But I too am amazed that old ladies in middle America on fixed income are pretty much 99% of the ad market.
That's not really true of adwords. The whole 'lower-middle wage housewife interested in sweepstakes' persona were the ones that clicked on banner ads, 10 years ago. Anyway, the way ppc adversising is structured these days, 'most clicks' & 'most advertising spending' are not the same thing.
There's an old saying that half of advertising is wasted, but you never know which half.
That's the point of adwords. You know which half. Roughly anyway.
To clarify, GeoEye launched a mapping satellite to use for government and commercial use, and reported Google has an exclusive license whereby no other company can publish the publically imagery in a Google-Maps-style application.
That said, I've seen equipment that comes back from vessels and oil rigs. Aside from the sheer messiness of the oil rig, the environment (salt, corrosion, water) can be pretty brutal... Solvable naturally, but a hassle.
It's good that an entity with the resources and creativity of Google is working on the problem now, so when the oceans rise and separate us into floating colonies with the occasional gilled mutant, we can still get reliable commodity computer hardware.
That thought crossed my mind as well. But since these installations are so close to shore, workers can be ferried there pretty easily. So they avoid all the trouble and cost that oil companies have with people actually living there.
But what about evacuations in case of bad storms? Have they just invented a new type of outage? :-)

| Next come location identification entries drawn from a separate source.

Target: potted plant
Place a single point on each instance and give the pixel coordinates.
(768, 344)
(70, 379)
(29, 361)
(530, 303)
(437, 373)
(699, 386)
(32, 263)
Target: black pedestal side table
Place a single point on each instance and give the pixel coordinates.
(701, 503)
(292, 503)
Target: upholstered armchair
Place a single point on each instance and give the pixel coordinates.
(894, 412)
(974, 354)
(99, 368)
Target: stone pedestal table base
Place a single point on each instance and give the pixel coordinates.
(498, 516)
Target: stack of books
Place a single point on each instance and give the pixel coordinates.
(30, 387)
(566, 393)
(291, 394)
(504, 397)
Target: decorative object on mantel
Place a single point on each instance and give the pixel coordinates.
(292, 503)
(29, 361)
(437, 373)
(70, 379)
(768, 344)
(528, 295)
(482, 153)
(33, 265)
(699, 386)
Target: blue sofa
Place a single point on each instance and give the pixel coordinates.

I am wondering if this can have any negative ecological side-effects. I know a large issue with nuclear powerplants was them using local rivers for cooling. In the end, they raised the temperature of local lakes enough to make algae produce less oxygen, fish be wiped out, and overall adversely effect water life.
If you put enough of these in close proximity (the wake/wind 'sweetspots'), can they potentially heat up their surroundings enough to make a difference? I understand the ocean is a different beast from lakes, but if you can heat up a square mile, that's a lot of sea life existing in that mile. As quoted, 40MW of power is not exactly little heat.
I wonder if they plan to abandon the use of cheap commodity servers for these data centers since the cost of replacing a malfunctioning server becomes much higher.
It's not like they'd ship a new one out from the mainland every time one failed -- they'd have a huge stack of spares sitting around on the rig and replenish it every now and then.
I wonder if it is that much higher. Oil rigs are a long way offshore since that's where the oil is. These just can't hit the bottom, and closer tends to be better. Less cable, easier access, etc.
Instead of untested wind farms on liners, why not just use nuclear power. It is well tested (think aircraft carriers). Furthermore, while such a reactor may need fuel and disposal services, the wind farms will likely also require spare parts so the self sustenance thing may come out to be even or even in the favor of nuclear. Furthermore, nuclear reactors have a significantly better space/watt ratio allowing for more space for crew and servers.
There are other factors. Wind is intermittent -- not good for servers which have to be active 24/7. To use it would require massive (bigger even than what is already there) batteries which themselves would entail a massive extra cost. Nuclear power also allows easy desalination of sea water which (I assume) would be required for cooling sensitive electronic equipment (expensive servers).
The red tape associated with such an idea would be pretty scary though.
good point. data centers do not have their own military contingent like navy aircraft carriers. Wonder what that does to the cost equation. It seems to be somewhat fixed so if we make this big enough...
One could also try different technologies which make it harder to weaponize the nuclear fuel like pebble bed reactors but then thats never been deployed on a ship.
They are building floating power plants so we can find out what Abraham Lincoln's favorite color is faster!